The objective Bayesians believe that, in the absence of information, one begins with what are called non-informative priors. This notion is evolved from the classical idea of a principle of insufficient reason, which said that one should assign equal probabilities to events or to propositions, in the absence of a reason for assigning different probabilities. (For example, begin by assume that a die is fair.) The objective Bayesians attempt to be more shrewd than the classical theorists, but will often admit that in some cases non-informative priors cannot be found because of a lack of understanding of how to divide the possibilities (in some cases because of complexity).

The subjective Bayesians believe that one may use as a prior whatever initial degree of belief one has, measured on an interval from 0 through 1. As measures of probability are taken to be degrees of belief, any application of Bayes' theorem that results in a new value is supposed to result in a new degree of belief.

I want to suggest what I think to be a new school of thought, with a Bayesian sub-school, not-withstanding that I have no intention of joining this school.

If a set of things is completely ranked, it's possible to proxy that ranking with a quantification, such that if one thing has a higher rank than another then it is assigned a greater quantification, and that if two things have the same rank then they are assigned the same quantification. If all that we have is a ranking, with no further stipulations, then there will be infinitely many possible quantifications that will work as proxies. Often, we may want to tighten-up the rules of quantification (for example, by requiring that all quantities be in the interval from 0 through 1), and yet still it may be the case that infinitely many quantifications would work equally well as proxies.

Sets of measures of probability may be considered as proxies for underlying rankings of propositions or of events by probability. The principles to which most theorists agree when they consider probability rankings as such constrain the sets of possible measures, but so long as only a finite set of propositions or of events is under consideration, there are infinitely many sets of measures that will work as proxies.

A subjectivist feels free to use his or her degrees of belief so long as they fit the constraints, even though someone else may have a different set of degrees of belief that also fit the constraints. However, the argument for the admissibility of the subjectivist's own set of degrees of belief is not that it is believed; the argument is that one's own set of degrees of belief fits the constraints. Belief as such is irrelevant. It might be that one's own belief is colored by private information, but then the argument is not that one believes the private information, but that the information as such is relevant (as indeed it might be); and there would always be some other sets of measures that also conformed to the private information.

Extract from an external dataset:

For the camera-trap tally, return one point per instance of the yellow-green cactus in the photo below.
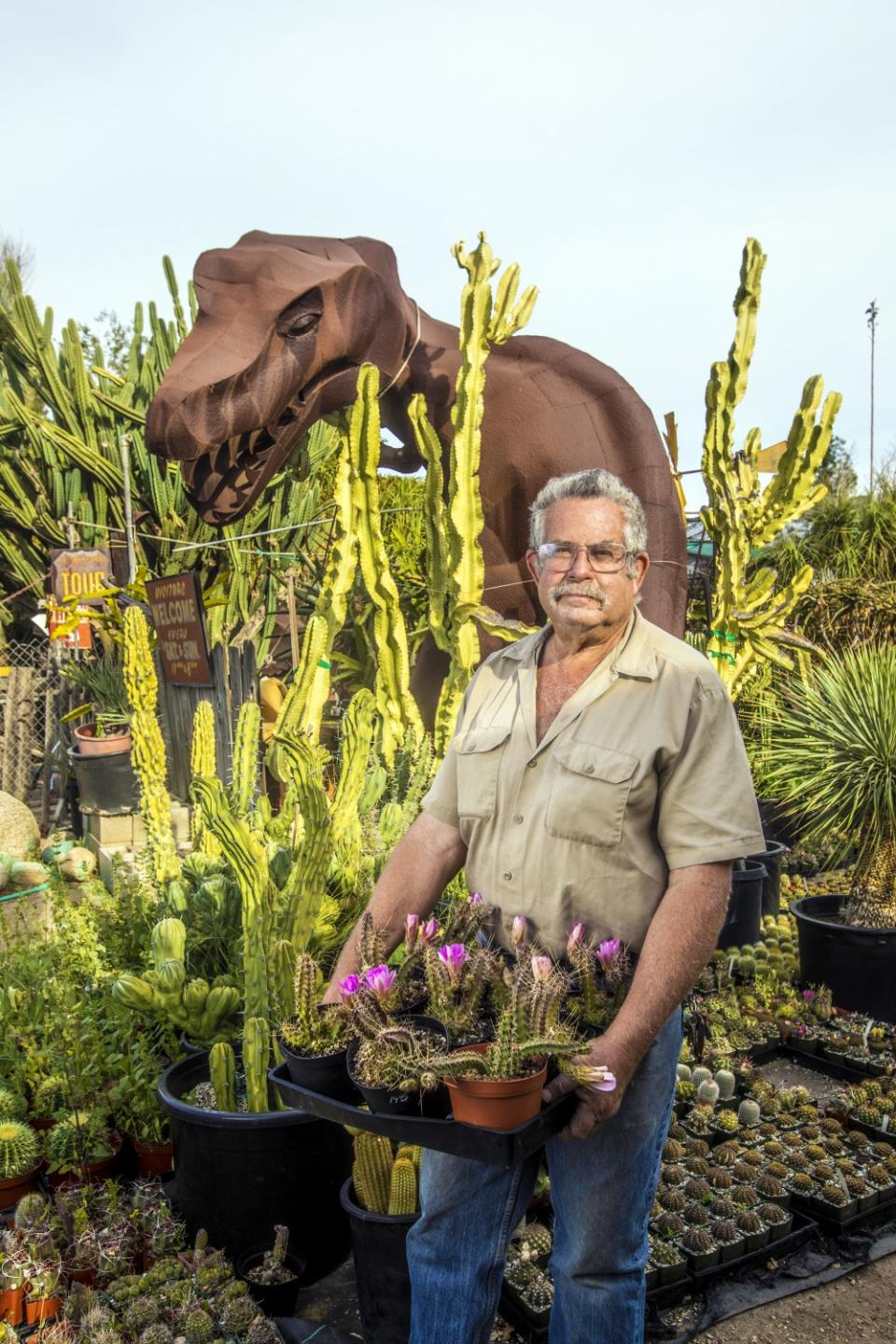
(148, 746)
(749, 622)
(203, 763)
(457, 568)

Perhaps one might as well use one's own set of degrees of belief, but one also might every bit as well use any conforming set of measures.

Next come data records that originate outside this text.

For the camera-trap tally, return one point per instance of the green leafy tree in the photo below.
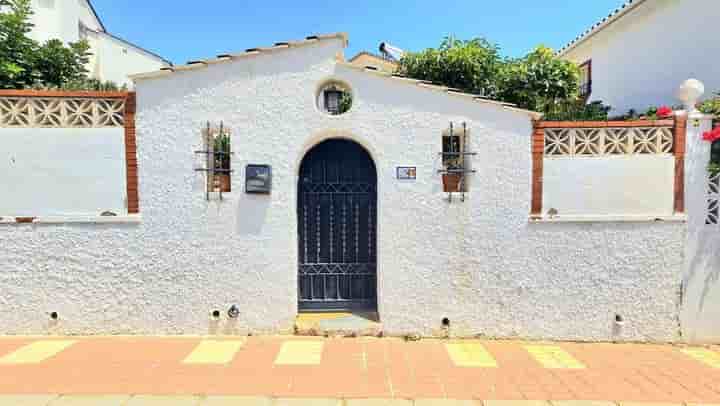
(26, 64)
(16, 48)
(57, 64)
(472, 66)
(540, 81)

So what I now suggest is what I call a libertine school, which regards measures of probability as proxies for probability rankings and which accepts any set of measures that conform to what is known of the probability ranking of propositions or of events, regardless of whether these measures are thought to be the degrees of belief of anyone, and without any concern that these should become the degrees of belief of anyone; and in particular I suggest libertine Bayesianism, which accepts the analytic principles common to the objective Bayesians and to the subjective Bayesians, but which will allow any set of priors that conforms to those principles.


[1] So great a share of subjectivists subscribe to a Bayesian principle of updating that often the subjective Bayesians are simply called subjectivists as if there were no need to distinguish amongst subjectivists. And, until relatively recently, so little recognition was given to the objective Bayesians that Bayesian was often taken as synonymous with subjectivist.